Subband Splitting: Simple, Efficient and Effective Technique for Solving Block Permutation Problem in Determined Blind Source Separation
Kazuki Matsumoto, Kohei Yatabe
TL;DR
This paper tackles the block permutation problem in determined blind source separation by introducing subband splitting (SS), which partitions the frequency axis into overlapping subbands and applies existing BSS methods sequentially. The approach preserves permutation alignment across subbands by propagating initialization through overlaps and employs shift-based subband generation controlled by parameters $(\theta_W, \theta_\Delta)$, without modifying the underlying BSS algorithms.
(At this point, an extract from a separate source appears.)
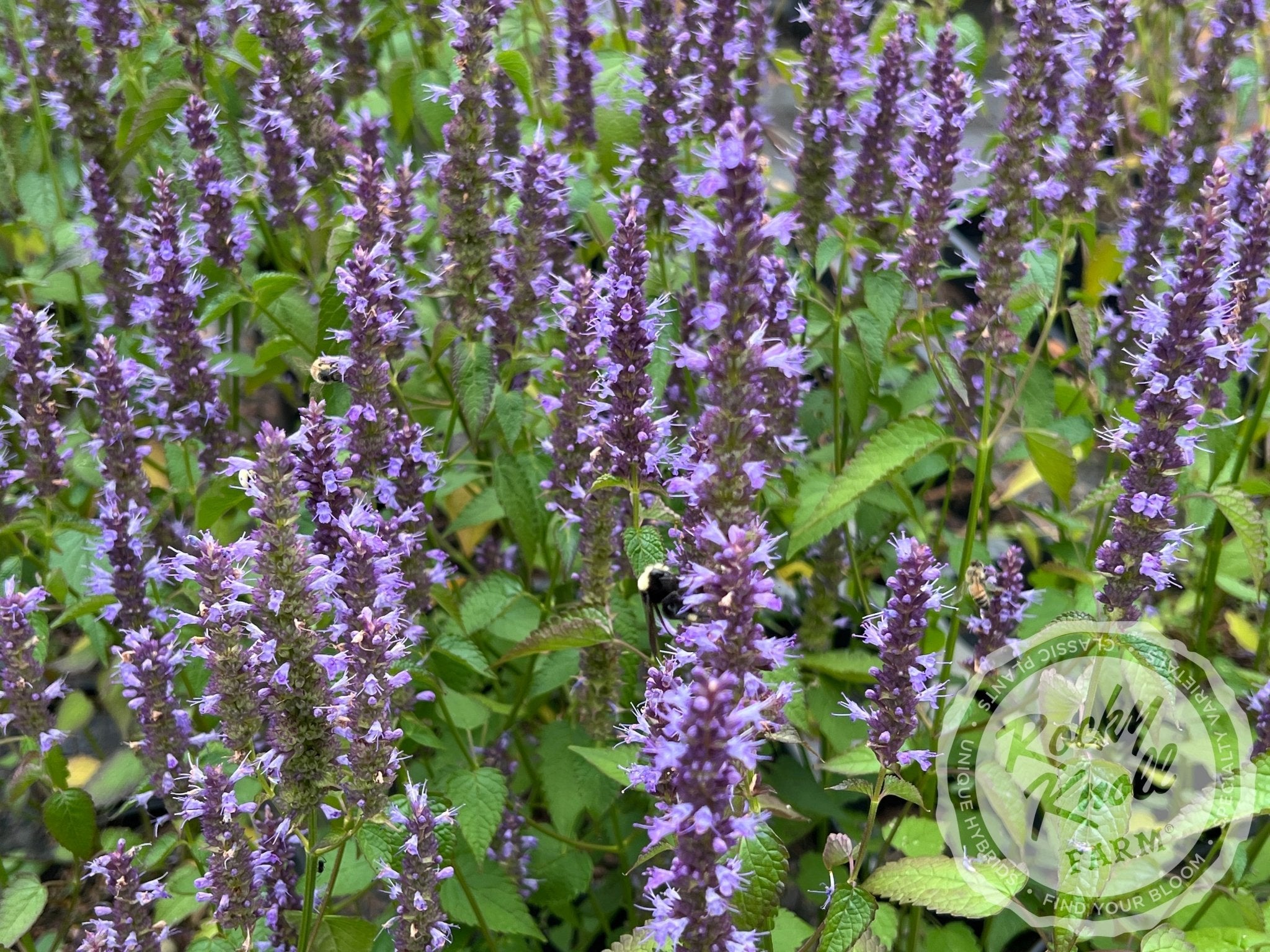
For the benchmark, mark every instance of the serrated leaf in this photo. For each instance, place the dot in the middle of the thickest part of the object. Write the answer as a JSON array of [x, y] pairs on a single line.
[[559, 633], [510, 413], [473, 375], [949, 886], [850, 913], [1052, 456], [86, 606], [150, 117], [611, 762], [270, 286], [643, 547], [1105, 494], [20, 904], [1166, 938], [71, 819], [479, 796], [521, 501], [888, 452], [1242, 513], [517, 69], [827, 253], [765, 862], [494, 894]]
When combined with IVA and ILRMA (as SS-IVA and SS-ILRMA), the method significantly improves separation performance and convergence speed, achieving near-oracle results for SS-ILRMA on speech and strong gains on music signals. The findings suggest substantial practical impact for robust, efficient BSS in reverberant environments, with potential for real-time deployment and integration with advanced BSS models.
Abstract
Solving the permutation problem is essential for determined blind source separation (BSS). Existing methods, such as independent vector analysis (IVA) and independent low-rank matrix analysis (ILRMA), tackle the permutation problem by modeling the co-occurrence of the frequency components of source signals. One of the remaining challenges in these methods is the block permutation problem, which may cause severe performance degradation. In this paper, we propose a simple and effective technique for solving the block permutation problem. The proposed technique splits the entire frequency bands into several overlapping subbands and sequentially applies BSS methods (e.g., IVA, ILRMA, or any other method) to each subband. Since the splitting reduces the size of the problem, the BSS methods can effectively work in each subband. Then, the permutations among the subbands are aligned by using the separation result in one subband as the initial values for the other subbands. Additionally, we propose SS-IVA and SS-ILRMA by combining subband splitting (SS) with IVA and ILRMA. Experimental results demonstrated that our technique remarkably improves the separation performance without increasing computational cost. In particular, our SS-ILRMA achieved the separation performance comparable to the oracle method (frequency-domain independent component analysis with the ideal permutation solver). Moreover, SS-ILRMA converged faster than conventional IVA and ILRMA.